- Filename extension: .inf
- Internet media type: text/plain
- Type of format: Configuration file

= INF file =

MS Windows text file for driver and software installation

An INF file (setup Information file) is an INI plain-text file used by Microsoft Windows-based operating systems for the installation of software and drivers. INF files are most commonly used for installing device drivers for hardware components. Windows includes the IExpress tool for the creation of INF-based installations. INF files form part of the Windows Setup API and of its successor, Windows Installer.

The \windows\inf directory contains several such .inf files.

Precompiled setup Information file (*.pnf) is a binary representation of an INF file compiled by the operating system.

==Structure==
The structure of an INF file is very similar to that of an INI file; it contains various sections that specify the files to be copied, changes to the registry, etc. All INF files contain a [Version] section with a Signature key–value pair specifying the version of Windows that the INF file is meant for. The signature is commonly $CHICAGO$ (for Windows 9x) or $WINDOWS NT$ (for Windows NT/2K/XP). Most of the remaining sections are user-defined and contain information specific to the component being installed.
An example of an INF file might have something like this:

[autorun]
open=example.exe

What this would do is open the example.exe file automatically whenever the media containing the file (in its root directory) is connected to the computer. This can be dangerous, as there is no way to tell whether such a file exists before inserting the media. Since Windows XP, however, this feature has been replaced with a menu forcing the user to choose which action to take.

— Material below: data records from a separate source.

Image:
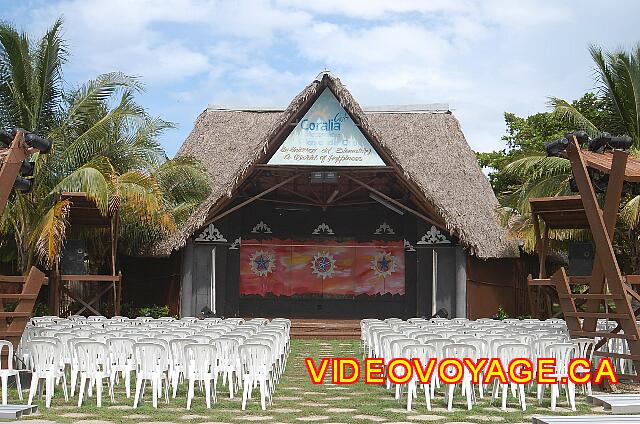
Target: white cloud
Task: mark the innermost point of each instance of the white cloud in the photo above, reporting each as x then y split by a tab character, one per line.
482	57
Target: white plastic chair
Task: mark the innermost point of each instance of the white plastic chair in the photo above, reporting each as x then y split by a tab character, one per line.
562	353
94	365
584	349
177	367
256	365
227	350
122	361
151	366
424	353
461	351
201	367
507	353
46	360
9	371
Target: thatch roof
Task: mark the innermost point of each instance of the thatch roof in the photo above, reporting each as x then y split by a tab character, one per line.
428	147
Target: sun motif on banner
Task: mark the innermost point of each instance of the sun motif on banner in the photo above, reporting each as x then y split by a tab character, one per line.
262	262
323	265
383	264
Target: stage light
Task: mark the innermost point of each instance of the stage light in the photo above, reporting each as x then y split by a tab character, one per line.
30	139
331	177
556	147
320	177
37	142
316	177
23	184
5	137
27	168
604	140
386	204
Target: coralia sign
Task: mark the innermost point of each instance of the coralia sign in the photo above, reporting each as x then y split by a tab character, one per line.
326	136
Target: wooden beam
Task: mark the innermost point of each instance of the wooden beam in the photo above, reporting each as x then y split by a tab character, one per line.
611	206
298	194
10	168
252	199
290	168
604	248
392	200
333	196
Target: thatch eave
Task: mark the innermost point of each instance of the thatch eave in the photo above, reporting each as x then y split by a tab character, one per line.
428	149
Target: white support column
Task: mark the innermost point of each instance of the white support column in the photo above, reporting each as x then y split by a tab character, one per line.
186	286
461	283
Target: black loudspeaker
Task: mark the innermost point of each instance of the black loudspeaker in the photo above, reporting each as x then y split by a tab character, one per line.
73	258
580	258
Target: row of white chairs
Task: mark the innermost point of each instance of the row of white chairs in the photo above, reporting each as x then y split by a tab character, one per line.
161	352
461	338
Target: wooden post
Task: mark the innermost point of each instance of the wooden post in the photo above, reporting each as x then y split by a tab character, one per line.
604	249
54	292
611	206
10	168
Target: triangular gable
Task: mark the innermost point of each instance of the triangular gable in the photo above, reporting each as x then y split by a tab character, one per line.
326	136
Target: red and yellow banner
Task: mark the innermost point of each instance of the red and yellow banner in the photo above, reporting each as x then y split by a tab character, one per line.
286	267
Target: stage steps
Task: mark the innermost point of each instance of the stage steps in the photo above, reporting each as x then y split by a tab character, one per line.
13	322
581	419
324	329
618	403
13	412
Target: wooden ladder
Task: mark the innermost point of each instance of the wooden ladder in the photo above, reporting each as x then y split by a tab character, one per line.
606	282
13	323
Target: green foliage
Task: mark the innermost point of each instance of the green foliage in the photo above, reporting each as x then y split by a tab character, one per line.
502	314
155	311
105	145
522	170
525	137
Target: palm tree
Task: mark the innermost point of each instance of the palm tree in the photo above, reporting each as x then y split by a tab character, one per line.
618	76
105	145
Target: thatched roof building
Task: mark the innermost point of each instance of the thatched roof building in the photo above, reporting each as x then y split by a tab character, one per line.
427	146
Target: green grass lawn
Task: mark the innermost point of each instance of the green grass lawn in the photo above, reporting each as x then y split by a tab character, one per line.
297	400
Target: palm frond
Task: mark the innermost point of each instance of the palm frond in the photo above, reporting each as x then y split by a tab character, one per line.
569	114
51	233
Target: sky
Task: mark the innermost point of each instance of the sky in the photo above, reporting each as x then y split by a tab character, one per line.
481	57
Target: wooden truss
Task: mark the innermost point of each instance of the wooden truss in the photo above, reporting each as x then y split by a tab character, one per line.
75	294
606	284
16	303
16	306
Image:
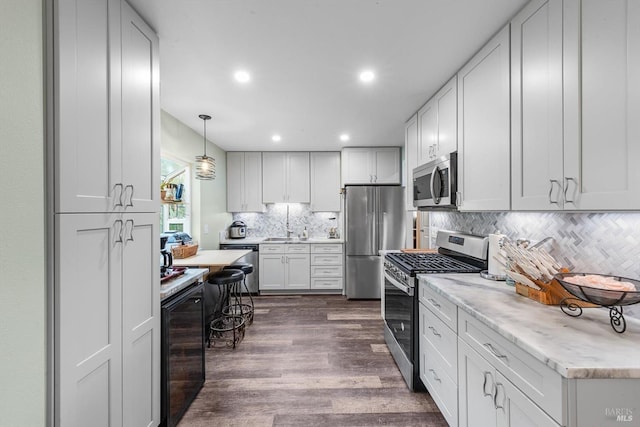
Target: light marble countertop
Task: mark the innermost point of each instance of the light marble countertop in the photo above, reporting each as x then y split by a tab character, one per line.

INF Files can sometimes be dangerous on Windows 2000 as they may allow viruses to autorun without prompting.
They are blocked on Windows 7, but can be worked around.

[autorun]
open=example.bat
icon=cd.ico

icon=*.ico command replaces any old or default drive icon with the specified one.
[autorun] can be replaced by [AutoRun] or [Autorun].

=== Registry values ===
The INF file may specify values for Windows Registry entries. Drivers providers and users may for instance use this feature to override display Extended Display Identification Data (EDID) metadata for displays that have corrupted ROM memory.